Goebbels suit aussi les progrès de Himmler en marche vers la puissance secrète. Il sait que Roehm est confiant : Himmler est son vieux compagnon des temps héroïques de Munich en 1922-1923. Himmler alors faisait partie de la Reichskriegsflagge. Lors du putsch, il était derrière les barbelés, tenant le drapeau du Parti. Roehm aime son vieux camarade Himmler ; il ne s’inquiète pas de la croissance des S.S. Il trouve normal que quelques S.A. deviennent S.S. et d’autant plus que les effectifs des S.S. ne doivent pas dépasser 10 % de ceux des S.A. Goebbels, au printemps 1934, apprend d’ailleurs par ses informateurs que Roehm et Himmler se sont rencontrés.
ROEHM ET HIMMLER
Vers le début mars, on a vu arriver à Rathenow, venant de Berlin qui n’est qu’à 78 kilomètres, de nombreuses voitures officielles. Elles traversent rapidement la petite ville au moment où les ouvriers des usines d’instruments optiques quittent sur leurs bicyclettes les bâtiments gris pour la pause de midi. Les voitures s’arrêtent devant l’entrée du Gut Gross-Wudicke qui appartient à M. von Gontard.
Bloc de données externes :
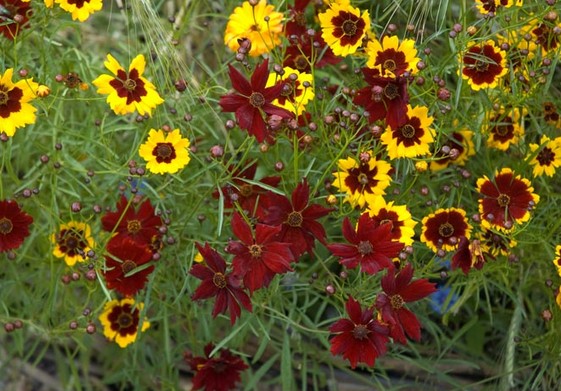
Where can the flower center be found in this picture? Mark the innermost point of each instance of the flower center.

De la voiture d’Ernst Roehm descendent aussi le S.A. Standartenführer Graf Spreti, cet aide de camp à visage de fille dont on sait qu’il est la dernière passion de Roehm, puis le S.S. Gruppenführer Bergmann qui est aide de camp de Roehm avec le titre de Chef Adjudant et enfin Konsul Rolf Reiner, chef du cabinet de Roehm. Lui aussi est S.S. Gruppenführer et avec Bergmann ils sont auprès de Boehm les agents de liaison de Himmler et ses informateurs. D’une autre voiture descendent Himmler et son aide de camp, l’Obersturmbannführer de la S.S. Karl Wolff. À pas lents, le groupe où se mêlent les uniformes noirs et bruns se dirige vers les bâtiments du domaine. Un repas doit y avoir lieu. La conversation est amicale.
Roehm a même familièrement pris Himmler par le bras. À table, le ton des conversations monte. Roehm qui a bu et mangé d’abondance, s’enflamme, interpelle Himmler : « Les S.S. ont une attitude conservatrice » dit-il, ils protègent la « Reaktion » et les petits-bourgeois, « leur soumission à la bureaucratie traditionnelle, à l’armée est trop grande ». Himmler se tait : il n’a pas l’habitude d’être ainsi frappé par des reproches publics. C’est son aide de camp Karl Wolff qui prendra – il s’en souvient encore des années plus tard – la défense de son chef, qui était un timide, dira-t-il, et des S.S.
Goebbels et les autres dirigeants du parti – Goering d’abord – avaient eu connaissance de la rencontre et de son objet. Himmler est apparemment toujours le second fidèle de Roehm : mais ses réseaux policiers s’étendent Goering lui envoie des intermédiaires : Pili Körner surtout qui fait la liaison entre « l’aviateur dément », comme l’appellent certains militaires, et le chef des miliciens noirs. Goering cherche à obtenir des garanties pour lui-même et à pousser Himmler et Heydrich contre Roehm.
Joseph Goebbels observe ces préparatifs. Il sait que Himmler et Heydrich rassemblent à Berlin des collaborateurs sûrs, qu’ils font venir de Munich : Müller, Heisinger, Huber, Flesch. Autour de Roehm ils resserrent le cercle.
La Gestapo et aussi des agents de renseignements de l’armée découvrent à Berlin une ancienne ordonnance du mess des officiers de Himmelstadt. Roehm avait été en garnison dans cette petite ville. L’ordonnance est maintenant restaurateur dans la capitale. Des messieurs auxquels il n’est pas question de refuser de parler lui posent des questions précises sur la lointaine vie privée du capitaine Roehm. A Himmelstadt, Roehm avait une liaison avec une jeune fille, commence par dire le restaurateur. L’interrogatoire continue. Bien sûr, ajoute-t-il, les ordonnances savaient que Roehm avaient aussi des moeurs particulières : « Vous comprenez, dit-il, il tentait toujours de se livrer, sur nous, les ordonnances, à des choses pas morales. »
Les messieurs enregistrent la déposition. Quand la police s’intéresse ainsi à la vie privée d’un ministre cela signifie, à tout le moins, que sa situation n’est plus indiscutable et que certains cherchent à constituer les dossiers de la future accusation.
C’est le mois d’avril 1934 : Roehm proclame à tous qu’il faut poursuivre la Révolution, l’achever. « Ne débouclez pas vos ceinturons », lance-t-il aux Sections d’Assaut. Et les S.A. parlent de « nettoyer la porcherie ».